Introduction: We recently found that deletion of SIRT1, a histone deacetylase, in the cardiomyocyte worsens doxorubicin (DOX)-induced cardiac injury in mice. However, its molecular mechanism remains unclear. We hypothesized that SIRT1 protects cardiomyocytes from DOX-induced injury by mediating DNA damage response (DDR) via deacetylation of H2AX, a critical mediator of DDR.

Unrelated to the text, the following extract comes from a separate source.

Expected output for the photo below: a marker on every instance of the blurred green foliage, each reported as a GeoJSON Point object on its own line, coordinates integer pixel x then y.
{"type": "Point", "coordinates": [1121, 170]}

Methods and Results: In H9c2 cardiomyocytes, treatment with Dox increased cleaved caspase-3 level, which was enhanced by knockdown (KD) of SIRT1. The comet assay showed that SIRT1 KD also increased the degree of DNA damage induced by Dox. Immunoblotting revealed that treatment of cells with Dox increased levels of Ser139 phosphorylation of H2AX, indicating the DDR by Dox. SIRT1 KD abolished this response. Immunostaining showed that acetyl-Lys5 H2AX level was increased by SIRT1 KD and reduced by expression of wild-type SIRT1. In COS7 cells, a mutant in which Lys5 was substituted to glutamine (K5Q H2AX), a mimic of acetylated Lys5, showed attenuated Ser139 phosphorylation of H2AX by DOX. In H9c2 cells, DOX-induced cleavage of caspase-3 was enhanced in cells expressing K5Q H2AX as well as S139A H2AX, that cannot be phosphorylated at Ser139, compared with cells expressing WT H2AX.
Conclusions: Aberrant Lys5 acetylation of H2AX via SIRT1 suppression interferes Ser139 phosphorylation, leading to accumulation of damaged DNA and apoptotic cell death. Such regulation may underlie protection by SIRT1 against DOX-induced cardiotoxicity.